Art et internet : Même les mèmes ne restent pas les mêmes

Alors que la ruée vers les expositions et visites en ligne est normale en temps de fermeture des musées, force est de constater que les liens entre le monde virtuel et le monde de l’art sont aussi féconds que bien rodés.

Il y a onze ans, le woxx présentait un catalogue d’art un peu hors du commun : « Media Hacking vs Conceptual Art », du collectif ubermorgen.com – qui existe toujours d’ailleurs. Les artistes du collectif tentaient à travers divers projets de relier les deux mondes, réel et virtuel, et de dynamiser ces liens à travers l’art et l’activisme. Une des idées qui tourne encore est le site « Google Will Eat Itself », qui génère de l’argent avec des bots cliquant sur des publicités Google : chaque centime est automatiquement investi dans des actions Google. Pour l’instant, 405.413 dollars ont été transformés en certificats de valeur, et il faudra donc encore quelque 202 millions d’années jusqu’au rachat complet de l’entreprise…

Entre-temps, le monde a évolué et l’internet avec. Les réseaux sociaux n’ont pas uniquement changé nos vies, mais aussi le trafic de données. Et avec ce dernier, notre façon de percevoir le monde. Le flot d’images qui se déverse sur nos rétines dès que nous ouvrons Facebook, Instagram ou autres applications altère notre relation à l’image. De l’abondance et la répétition est né un nouveau type d’image : le mème. Si chaque image peut devenir un mème, cela ne tient pas à la qualité intrinsèque de celle-ci, mais à sa communication et sa répétition. C’est comme si des couches sémantiques s’accumulaient à chaque fois qu’une certaine image est repostée. Le contexte d’un mème est aussi propre à son média : vu que la distanciation induit des problèmes de communication – les finesses et les détails d’une affirmation peuvent être mal compris entre gens de différentes cultures connectés dans un réseau –, le mème se situe souvent dans l’ironie et le sarcasme. Pas étonnant qu’il soit un des moyens de communication favoris de la génération désabusée des millenials.

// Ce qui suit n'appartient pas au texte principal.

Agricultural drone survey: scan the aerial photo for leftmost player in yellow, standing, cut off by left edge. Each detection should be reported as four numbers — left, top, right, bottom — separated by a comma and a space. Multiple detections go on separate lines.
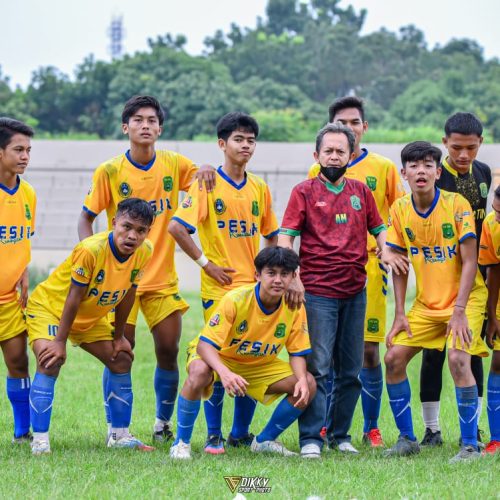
0, 117, 36, 443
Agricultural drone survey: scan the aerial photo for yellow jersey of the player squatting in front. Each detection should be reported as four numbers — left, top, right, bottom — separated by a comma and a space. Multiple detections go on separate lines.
200, 283, 311, 366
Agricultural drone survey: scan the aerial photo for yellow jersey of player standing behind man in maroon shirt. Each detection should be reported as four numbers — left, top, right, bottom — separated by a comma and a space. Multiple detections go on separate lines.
307, 149, 405, 252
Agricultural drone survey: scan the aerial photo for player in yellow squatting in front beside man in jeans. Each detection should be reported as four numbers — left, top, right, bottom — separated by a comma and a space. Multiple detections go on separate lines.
170, 247, 316, 459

Deux expositions virtuelles visibles en ce moment se sont emparées de ce phénomène. La première a été réalisée par le collectif Clusterduck – lui-même collectif nomade en ligne et dans le monde réel – à la greencube Gallery, et s’intitule « #Memepropaganda ». Les différent-e-s artistes analysent la dimension politique du mème pour le meilleur et pour le pire. Six artistes ont été choisi-e-s pour créer des séries de posters qui tous se nourrissent du monde des mèmes. On y retrouve bien sûr l’infâme « Pepe the Frog », un mème utilisé par l’extrême droite (et par Donald Trump soit dit en passant), une image qui a été volée à son créateur qui n’y avait pas insufflé une once de politique. Aussi des symboles de Mai 68 détournés – comme ça plairait à Guy Debord et aux situationnistes ! – et actualisés, des Bisounours activistes ainsi que des créations uniques, qui ont été disposées dans diverses galeries dans le monde et collées sur les voies publiques. Le parcours de ces images a été retracé dans un catalogue téléchargeable en ligne, dans lequel les biographies des divers artistes sont présentées et leurs démarches sont expliquées et illustrées.

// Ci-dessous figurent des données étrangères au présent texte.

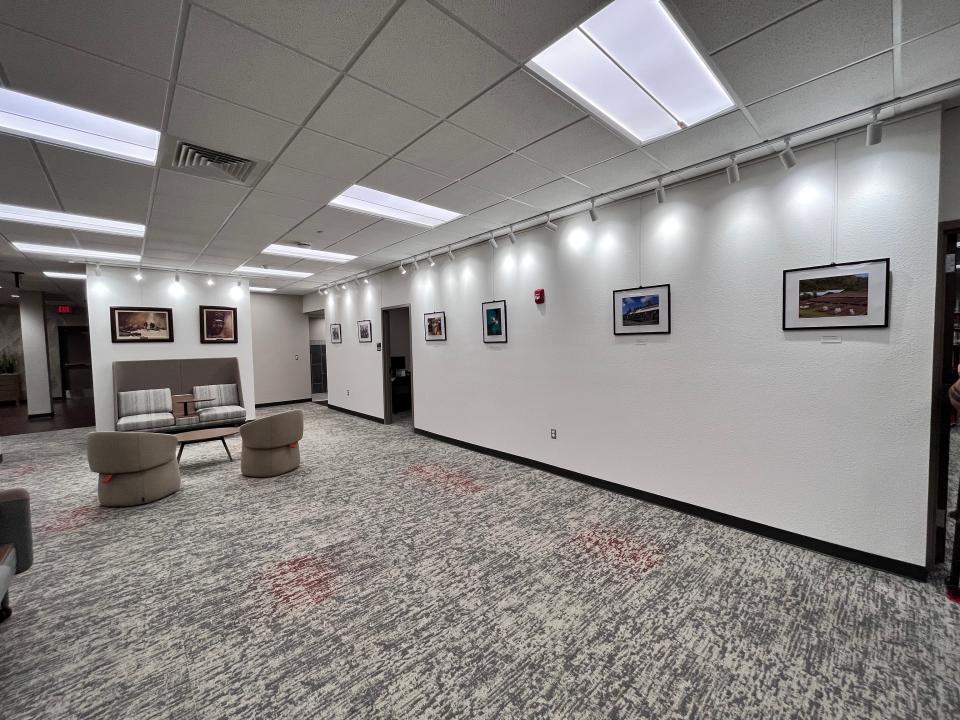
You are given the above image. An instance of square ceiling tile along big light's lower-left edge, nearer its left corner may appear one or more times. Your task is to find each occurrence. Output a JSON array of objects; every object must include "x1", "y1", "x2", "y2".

Une autre expo qui s’est intéressée de plus près au monde merveilleux des mèmes s’intitule « The Darknet – From Memes to Onionland ». Elle a eu lieu entre 2014 et 2015 à la Kunsthalle Sankt Gallen en Suisse. Comme le titre l’indique, les artistes réuni-e-s à cette occasion se sont concentré-e-s sur les liens entre le net tel que nous le connaissons et le darknet, cet espace virtuel que les navigateurs lambda ne peuvent pas montrer et où se déroulent des cybercrimes, mais aussi des révélations comme celles d’Edward Snowden – bref, un espace de projection formidable. À travers des mises en espace, des installations et des actions sur le net, les divers artistes ont visualisé les liens entre le monde des mèmes et des « oignons » – les sites se terminant en .onion se trouvant du côté obscur du web.

En résumé, ces deux expositions feront peut-être que, derrière votre écran, vous ne vous retrouverez plus en situation de consommer un ersatz, mais une réelle création faite pour le net et par le net.